Elle me regarde puis cède et me laisse passer. Je me faufile entre elle et le mur, et cherche la salle 213. J'étais dans la pièce 315 donc au troisième étage. Je prends l'ascenseur et tape sur les touches pour choisir l'étage. Des personnes me regardaient avec un air étonné de me voir dans ces habits. Il est vrai que je portait la tunique d'hôpital qui m'était très courte, mais peu importe. Je ne les reverrais sans doute jamais. Une fois arriver au niveau 2, je sors de cette boîte de conserve, et cherche le numéro 213. Je le trouve sans grande difficulté. Je frappe un coup, puis deux, et entend une faible voix s'élever dans la salle. Je rentre et y découvre ma Lévy, couchée dans un lit, les yeux fatigués, les cheveux en pagailles et des pansements aux bras, pour couvrir ses égratignures.
-Hey... Comment vas tu ?lui demandais je
-Moi bien , mais toi surtout tu te portes bien ? Pas trop dur ?
-Bah maintenant, ça va. L'horreur est passé.
-Je suis tellement désolé de t'avoir laissée ! Je me suis ensuite évanouie puis plus rien. Je me suis réveillé dans ce lit.
-Ne t'en fais pas OK ? Je vais très bien maintenant. Moi non plus je ne sais pas ce qu'il m'est arrivée.
-Les médecins m'ont dit que des inconnus nous ont ramenés ici.

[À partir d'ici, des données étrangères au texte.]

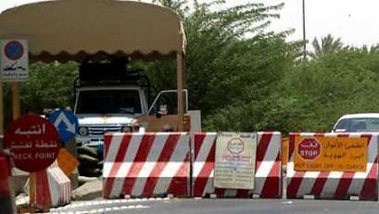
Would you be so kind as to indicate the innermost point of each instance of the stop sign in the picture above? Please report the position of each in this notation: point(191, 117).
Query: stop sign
point(309, 149)
point(33, 142)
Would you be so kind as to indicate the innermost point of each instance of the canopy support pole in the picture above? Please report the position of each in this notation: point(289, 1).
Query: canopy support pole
point(180, 82)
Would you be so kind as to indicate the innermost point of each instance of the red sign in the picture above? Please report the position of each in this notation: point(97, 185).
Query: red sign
point(33, 142)
point(309, 149)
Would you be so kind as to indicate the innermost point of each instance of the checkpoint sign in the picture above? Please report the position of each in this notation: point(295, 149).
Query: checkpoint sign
point(33, 143)
point(66, 122)
point(14, 60)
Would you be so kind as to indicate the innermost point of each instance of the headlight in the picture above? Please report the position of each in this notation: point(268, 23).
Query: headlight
point(126, 129)
point(83, 130)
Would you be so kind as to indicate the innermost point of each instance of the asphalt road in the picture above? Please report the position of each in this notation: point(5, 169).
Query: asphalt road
point(220, 206)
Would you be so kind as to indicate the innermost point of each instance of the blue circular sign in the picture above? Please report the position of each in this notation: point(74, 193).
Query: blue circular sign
point(14, 50)
point(66, 123)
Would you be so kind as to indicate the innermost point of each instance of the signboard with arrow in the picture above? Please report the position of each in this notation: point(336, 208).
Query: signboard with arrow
point(66, 122)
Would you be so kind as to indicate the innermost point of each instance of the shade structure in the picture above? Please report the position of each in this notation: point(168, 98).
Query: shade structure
point(65, 30)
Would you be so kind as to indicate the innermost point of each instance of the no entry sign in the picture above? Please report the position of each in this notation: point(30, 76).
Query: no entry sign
point(33, 142)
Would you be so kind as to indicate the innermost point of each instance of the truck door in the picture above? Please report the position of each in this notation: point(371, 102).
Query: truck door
point(163, 113)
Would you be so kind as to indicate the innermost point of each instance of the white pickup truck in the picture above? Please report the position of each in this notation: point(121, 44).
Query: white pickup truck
point(363, 122)
point(111, 98)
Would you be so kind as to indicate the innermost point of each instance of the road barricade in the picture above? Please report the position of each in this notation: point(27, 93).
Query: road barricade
point(53, 187)
point(268, 175)
point(146, 164)
point(333, 166)
point(7, 203)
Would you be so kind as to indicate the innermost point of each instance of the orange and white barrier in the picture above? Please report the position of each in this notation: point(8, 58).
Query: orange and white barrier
point(350, 150)
point(53, 187)
point(268, 175)
point(146, 164)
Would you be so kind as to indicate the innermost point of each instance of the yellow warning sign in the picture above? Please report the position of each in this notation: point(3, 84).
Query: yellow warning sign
point(342, 153)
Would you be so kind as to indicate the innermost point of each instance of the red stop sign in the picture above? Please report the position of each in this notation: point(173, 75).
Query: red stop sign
point(309, 149)
point(33, 142)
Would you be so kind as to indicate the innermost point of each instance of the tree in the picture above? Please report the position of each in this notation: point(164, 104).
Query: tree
point(232, 66)
point(328, 45)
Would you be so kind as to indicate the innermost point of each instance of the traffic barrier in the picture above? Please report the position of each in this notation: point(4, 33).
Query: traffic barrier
point(267, 180)
point(7, 205)
point(334, 184)
point(53, 187)
point(146, 164)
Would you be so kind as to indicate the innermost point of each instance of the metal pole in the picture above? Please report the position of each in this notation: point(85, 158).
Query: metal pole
point(304, 37)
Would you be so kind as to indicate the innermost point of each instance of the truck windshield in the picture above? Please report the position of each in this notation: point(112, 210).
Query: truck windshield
point(108, 102)
point(358, 125)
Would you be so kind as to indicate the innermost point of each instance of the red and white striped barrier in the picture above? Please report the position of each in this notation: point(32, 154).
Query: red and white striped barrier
point(334, 184)
point(267, 180)
point(53, 187)
point(146, 164)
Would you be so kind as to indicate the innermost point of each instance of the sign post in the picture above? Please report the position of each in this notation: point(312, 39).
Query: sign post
point(14, 65)
point(66, 122)
point(235, 160)
point(34, 145)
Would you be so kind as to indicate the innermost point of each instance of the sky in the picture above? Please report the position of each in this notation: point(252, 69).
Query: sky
point(355, 22)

J'aurais aimé savoir de qui il s'agit, pour pouvoir les remercier.
J'acquiesce, mais je doute qu'un jour on le sache.
-Lucy, quand est ce que tu peux sortir ? Moi, demain.
-Je ne sais pas, personnes me la dit.
Une infirmière rentra au même moments :
-Les visites sont terminés, je vais vous demandez de retourner dans votre chambre attribué. Vous pourrez vous revoir dans 3 heures.
-Bien sur, j'y vais. Salut Lévy, on se retrouve plus tard !
-Salut.
Je sors de la salle, et retourne dans la mienne. Je m'affale dans mon lit et m'endors tout de suite.
Natsu
Je me bandais les mains. Elles étaient déchirées et brûlées. La peau était à vif. Du sang sec avait coulé sur mes habits. Gajeel, à côté faisait la même chose. On était silencieux. On réfléchissait.
-Tu crois qu'il faut qu'on leurs disent ce qu'il c'est vraiment passé ? Me demande t-il.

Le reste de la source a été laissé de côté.